Roughly a week before that announcement, Sakuraa had launched his own mod checker — one that nobody was using. BDILI was the competition. The "malware" label was a strategic hit, not a technical finding.
That's where the "RAT" narrative came from. It was manufactured to destroy a competing product, not based on any real analysis of the code.
History repeating itself. DTASLOI is the successor to BDILI — and it's gaining traction. Sakuraa has now flagged DTASLOI as a red flag by adding it to a list of "illegal mods."
The problem: DTASLOI contains no illegal mods. The only relevant flag is the base DLL — which every single mod shares, because all mods carry some inherent risk of triggering a platform ban. That is not unique to DTASLOI, and it is not a legitimate reason to call it illegal.
This is the same playbook as before: label the competition as dangerous to drive users away from it.

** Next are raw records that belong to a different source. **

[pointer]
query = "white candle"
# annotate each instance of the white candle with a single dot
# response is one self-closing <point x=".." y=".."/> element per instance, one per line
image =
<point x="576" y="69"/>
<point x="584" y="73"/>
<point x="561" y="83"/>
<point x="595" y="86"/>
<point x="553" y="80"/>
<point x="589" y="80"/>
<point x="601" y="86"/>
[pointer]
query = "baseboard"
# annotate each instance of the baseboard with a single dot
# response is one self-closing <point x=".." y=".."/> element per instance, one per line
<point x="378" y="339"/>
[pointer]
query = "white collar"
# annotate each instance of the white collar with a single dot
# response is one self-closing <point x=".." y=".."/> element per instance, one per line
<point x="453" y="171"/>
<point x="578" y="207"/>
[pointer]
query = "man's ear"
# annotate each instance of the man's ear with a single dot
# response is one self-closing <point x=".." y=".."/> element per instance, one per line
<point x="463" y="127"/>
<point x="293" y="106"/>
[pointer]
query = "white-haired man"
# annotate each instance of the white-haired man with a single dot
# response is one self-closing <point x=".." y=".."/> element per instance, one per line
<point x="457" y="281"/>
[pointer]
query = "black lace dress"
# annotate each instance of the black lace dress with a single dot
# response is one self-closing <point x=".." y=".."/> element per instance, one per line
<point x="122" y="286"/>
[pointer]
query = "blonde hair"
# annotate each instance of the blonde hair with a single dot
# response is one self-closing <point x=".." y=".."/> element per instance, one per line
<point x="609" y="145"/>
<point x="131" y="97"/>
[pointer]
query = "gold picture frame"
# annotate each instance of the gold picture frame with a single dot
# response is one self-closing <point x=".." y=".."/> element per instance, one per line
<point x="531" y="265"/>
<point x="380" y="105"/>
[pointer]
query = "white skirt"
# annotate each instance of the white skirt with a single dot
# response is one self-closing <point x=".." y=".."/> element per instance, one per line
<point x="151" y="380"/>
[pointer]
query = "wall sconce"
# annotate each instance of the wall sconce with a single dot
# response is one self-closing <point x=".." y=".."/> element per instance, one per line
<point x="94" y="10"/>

This is where it gets ironic. Sakuraa's own mod checker has been found to collect Player IDs — a data point that can be used to track players and look them up on external player trackers.
Collecting Player IDs for tracking purposes is widely considered a cheating behavior within the Gorilla Tag community. The very tool being used to call others unsafe is itself doing something arguably worse — with less transparency about it.
Yes. DTASLOI does not steal your information, does not present actual malware, and does not perform any hidden actions. Every piece of data it collects is documented publicly — you're reading a page built specifically for that purpose.
Telemetry is required to use the mod, and that's disclosed upfront. What it collects, why it collects it, and how it's structured is all listed in the Terms of Service. There are no surprises.
If someone tells you DTASLOI is a RAT or malware, ask them to show you the code or a technical breakdown. They won't be able to — because that evidence doesn't exist.